Data Processing Examples
Read in a .txt file:
df_i_header_file = OutputDir+fileName
df_i_header = pd.read_csv(df_i_header_file, sep=r'\t', engine='python',header=None)
Rename column names:
df_i_header.columns = [['Category', 'Description']]
df_Vstar = df_Vstar.rename(columns={x:x+'_FAH_comp' for x in df_Vstar.columns if x not in ['ROW']})
df_Head_t_full['Index'] = df_Head_t_full['Index'].astype(str).apply(lambda x:x.zfill(5))
- Rename (remove last few characters) except:
AFS_basic_ag_dom_agg = AFS_basic_ag_dom_agg.rename(columns= lambda x: str(x)[:-4] if x!='Sector' else x)

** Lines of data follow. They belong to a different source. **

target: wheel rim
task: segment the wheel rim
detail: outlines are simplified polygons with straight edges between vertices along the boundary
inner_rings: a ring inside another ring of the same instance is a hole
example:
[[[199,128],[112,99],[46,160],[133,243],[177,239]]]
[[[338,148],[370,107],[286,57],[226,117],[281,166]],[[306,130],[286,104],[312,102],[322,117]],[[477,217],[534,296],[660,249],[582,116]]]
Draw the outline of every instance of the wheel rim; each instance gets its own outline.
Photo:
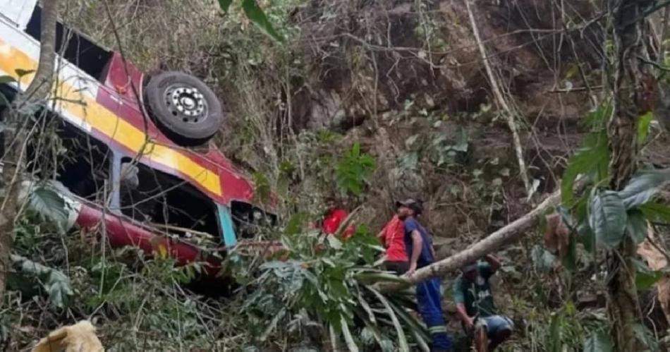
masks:
[[[207,119],[209,107],[197,88],[172,85],[165,90],[165,105],[174,117],[187,123],[200,123]]]

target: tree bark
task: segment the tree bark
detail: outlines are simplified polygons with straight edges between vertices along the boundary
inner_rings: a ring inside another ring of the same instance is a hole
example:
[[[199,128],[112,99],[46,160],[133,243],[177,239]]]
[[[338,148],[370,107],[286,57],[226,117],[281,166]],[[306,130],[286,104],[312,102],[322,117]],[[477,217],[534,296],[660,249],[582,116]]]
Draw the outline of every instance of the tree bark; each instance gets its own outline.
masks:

Rename column names by location:
df_outlay.columns.values[1]='PCE_basic'
Use one column as column names for a dataframe:
df_L.columns = df_T_header["ROW"]
Use two columns as a dictionary to rename:
Sort by columns:
sorted_df = df.sort_values(by=['Column1', 'Column2'], ascending=[True, False])
Reorder columns by column location index:
df_i_header = df_i_header.iloc[:,[0,2,1]]
Move one column to the beginning:
df_L_long.insert(0,'YEAR',df_L_long.pop("YEAR"))
Drop duplicates
df_lut_ctry = df_lut_ctry.drop_duplicates()
Drop a column if exists:
df_bal_3_noROW = df_bal_3.drop('ROW', axis=1, errors='ignore')
Create subsets:
df_lut_ctry = df_lut_ctry.iloc[:,[1,0]]
df_lut_ctry = df_lut_ctry.iloc[:-1,:]
Remove last column:
xfood_full = xfood_full.iloc[:,:-1]
Keep rows using values in another dataframe:
df_cord_1 = df_cord[df_cord.Country.isin(df_cor_1.Country)]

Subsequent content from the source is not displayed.